The technical meaning of “lossy compression” is that the process of encoding followed by the process of decoding doesn’t output the exact same file as the source file you started out with:
When we say the output file isn’t the same as the source file, what we mean is that a byte-for-byte comparison of the two files will fail—not that a guy protesting his innocence will be turned into a different guy admitting his guilt. In fact, with a well-implemented codec, the mathematical lossiness shouldn’t be subjectively noticeable at all. Intuitively, everyone knows that: Nobody worries about using lossy media compression for recording videos of their kids’ birthdays or pictures of their vacations.
But still, it’s worth thinking about the question as to how to state with certainty that lossy compression algorithms should be considered reliable for courtroom use.
In preparing for this talk, I tried to think of all the ways that video compression is lossy. I came up with four independent sub-processes that each contribute to a codec’s overall lossiness:
- Resolution reduction: Often the video resolution is reduced prior to encoding, because this can dramatically diminish the number of bits to encode.
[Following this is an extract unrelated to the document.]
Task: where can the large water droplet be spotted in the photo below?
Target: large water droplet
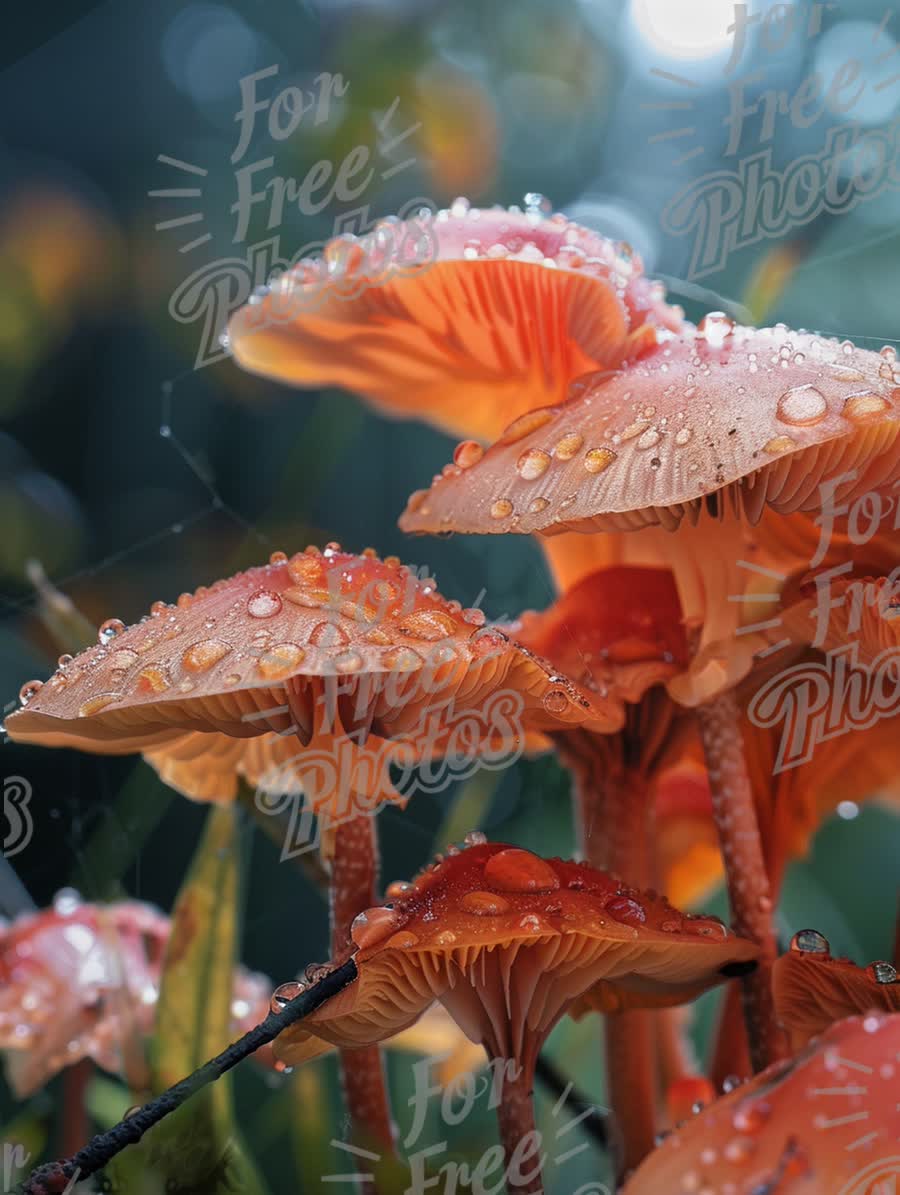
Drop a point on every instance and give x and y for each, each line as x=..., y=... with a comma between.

The result is that the output is fuzzier and less crisp.
- Color sub-sampling: The human eye is not equally sensitive to luminance and chrominance changes, so chroma is normally subsampled, which typically reduces the color information in the picture by a factor of 4 and the total uncompressed size of the picture by a factor of 2. The color sub-sampling is not usually perceptible except in test patterns explicitly designed to expose it.
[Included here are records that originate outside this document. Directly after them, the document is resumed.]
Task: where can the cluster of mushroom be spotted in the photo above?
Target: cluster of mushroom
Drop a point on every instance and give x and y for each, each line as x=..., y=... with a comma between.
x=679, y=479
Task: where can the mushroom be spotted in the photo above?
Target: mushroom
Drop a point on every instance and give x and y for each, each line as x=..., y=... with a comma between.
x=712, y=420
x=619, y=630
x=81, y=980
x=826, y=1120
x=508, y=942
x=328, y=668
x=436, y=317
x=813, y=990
- Noise reduction and other pre-filtering: Sometimes video encoders, particularly expensive ones, will filter the image prior to encoding in order to remove noise and otherwise make the image easier to compress. This might result in a softer image in certain cases, but again it normally won’t make any subjective difference in the output.
- Quantization: This is a technical term that loosely translates to “rounding”. The basic idea is that the human eye can’t usually discern small differences in intensity. So why waste a lot of bits faithfully preserving the difference between a 66% gray block and a 69% gray block, when the viewer will perceive them as the same thing anyway? By quantizing both blocks to an average value—say, 67% gray—the encoder is able to dramatically reduce the amount of information it needs to send. (The same concept applies to high frequencies in the image.) Quantization is responsible for the majority of lossiness in video compression, but again, its use is normally not perceptible except in the lab.
I’m not a lawyer, thank heaven, but I’m pretty sure the relevant legal issue is whether a piece of video evidence accurately reproduces the event it purports to record. And so in a law enforcement setting, the ultimate answer is that someone who is trusted needs to be able to testify that a particular video clip faithfully represents what happened.